Question: Can I do this without any problems or will this lead to unexpected bugs for example in the destructor of the map because I accessed it in a way that std::map was not intended for?

Here is an example program:

#include<map>
#include<string>
#include<vector>
#include<iostream>
using namespace std;
int main(int argc, char *argv[])
{
    std::vector<std::pair<std::string,double>> v;
    { // new scope to make clear that m is not needed 
      // after the resources were stolen
        std::map<std::string,double> m;
        m["aLongString"]=1.0;
        m["anotherLongString"]=2.0;
        //
        // now steal resources
        for (auto &p : m) {
            // according to my IDE, p has type 
            // std::pair<const class std::__cxx11::basic_string<char>, double>&
            cout<<"key before stealing: "<<p.first<<endl;
            v.emplace_back(make_pair(std::move(const_cast<string&>(p.first)),p.second));
            cout<<"key after stealing: "<<p.first<<endl;
        }
    }
    // now use v
    return 0;
}

It produces the output:

key before stealing: aLongString
key after stealing: 
key before stealing: anotherLongString
key after stealing: 

EDIT: I would like to do this for the entire content of a large map and save dynamic allocations by this resource stealing.
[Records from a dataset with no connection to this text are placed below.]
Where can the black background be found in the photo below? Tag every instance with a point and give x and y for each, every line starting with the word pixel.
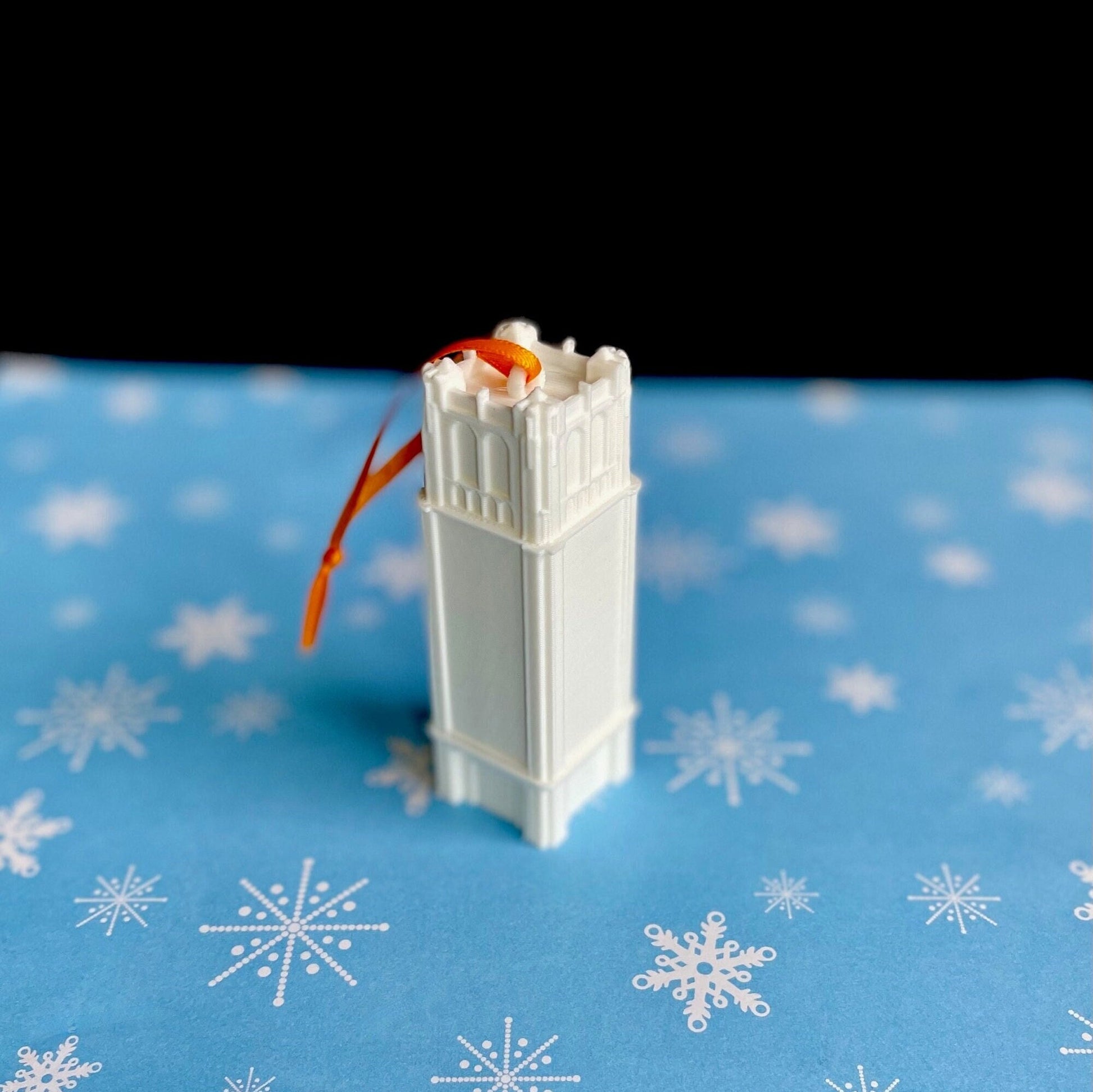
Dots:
pixel 898 307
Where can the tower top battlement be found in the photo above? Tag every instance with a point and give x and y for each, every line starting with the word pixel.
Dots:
pixel 530 462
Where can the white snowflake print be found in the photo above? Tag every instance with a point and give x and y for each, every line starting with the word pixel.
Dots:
pixel 410 771
pixel 927 514
pixel 503 1071
pixel 274 384
pixel 257 711
pixel 127 899
pixel 823 616
pixel 705 970
pixel 294 928
pixel 206 500
pixel 1087 1038
pixel 111 715
pixel 727 746
pixel 252 1084
pixel 675 562
pixel 1052 492
pixel 29 455
pixel 954 897
pixel 324 412
pixel 49 1071
pixel 1085 872
pixel 283 536
pixel 1064 705
pixel 942 415
pixel 831 401
pixel 794 529
pixel 133 400
pixel 207 410
pixel 862 688
pixel 225 630
pixel 364 615
pixel 75 614
pixel 25 375
pixel 959 565
pixel 22 829
pixel 690 444
pixel 862 1086
pixel 1055 446
pixel 399 571
pixel 1005 786
pixel 69 516
pixel 786 894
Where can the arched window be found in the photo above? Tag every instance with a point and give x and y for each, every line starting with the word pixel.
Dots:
pixel 464 455
pixel 598 444
pixel 495 466
pixel 575 460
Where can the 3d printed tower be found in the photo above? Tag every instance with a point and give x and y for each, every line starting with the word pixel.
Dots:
pixel 529 514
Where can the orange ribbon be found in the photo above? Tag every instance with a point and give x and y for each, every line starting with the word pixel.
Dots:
pixel 503 355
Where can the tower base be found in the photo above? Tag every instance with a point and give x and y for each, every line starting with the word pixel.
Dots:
pixel 543 811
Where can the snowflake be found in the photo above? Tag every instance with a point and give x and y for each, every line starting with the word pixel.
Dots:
pixel 126 899
pixel 22 829
pixel 1055 445
pixel 1053 492
pixel 224 630
pixel 245 714
pixel 399 571
pixel 364 615
pixel 831 401
pixel 690 444
pixel 207 410
pixel 299 927
pixel 822 615
pixel 1086 1036
pixel 927 514
pixel 1006 786
pixel 942 415
pixel 23 375
pixel 862 1084
pixel 955 898
pixel 786 894
pixel 202 501
pixel 1065 705
pixel 133 400
pixel 69 516
pixel 675 562
pixel 490 1078
pixel 862 688
pixel 794 529
pixel 410 771
pixel 274 383
pixel 75 614
pixel 705 971
pixel 49 1072
pixel 283 536
pixel 29 455
pixel 112 715
pixel 726 746
pixel 959 565
pixel 1085 872
pixel 251 1085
Neophyte answered 22/2, 2020 at 7:15 Comment(7)
What is the purpose of this "stealing"? To remove the element from the map? Then why not simply do that (erase the element from the map)? Also, modifying a const value is always UB.Iloilo
apparently it will lead to serious bugs!Daffy
@Someprogrammerdude This is for optimization as the strings are moved in the vector and no dynamic allocation is necessary. Maybe I do not need this kind of optimization, but it caught my interest. Actually, I want to return a large vector from a function and I need the temporary map for the construction.Neophyte
Not a direct answer to your question, but: What if you don't return a vector but a range or a pair of iterators? That would avoid copying completely. In any case, you need benchmarks to track progress of the optimization and a profiler to find hotspots.Kaylakayle
Do you know that, statistically speaking, moving a string takes more time than copying it? You'd better just copy the data in this particular case.Marjorie
@Marjorie Do you have any source for this statement. I cant imagine how copying a pointer is more expensive than copying an entire region of memory.Rozanneroze
@SebastianHoffmann it was mentioned on recent CppCon not sure on which talk, tho. The thing is std::string has short-string optimization. Meaning that there is some non-trivial logic on copying and moving and not just pointer exchange and in addition most of the time moving implies copying - lest you deal with rather long strings. The statistical difference was small anyways and in general it surely varies depending on what kind of string processing is performed.Marjorie
I
17

You're doing undefined behavior, using const_cast to modify a const variable. Don't do that. The reason it's const is because maps are sorted by their keys. So modifying a key in-place is breaking the underlying assumption the map is built on.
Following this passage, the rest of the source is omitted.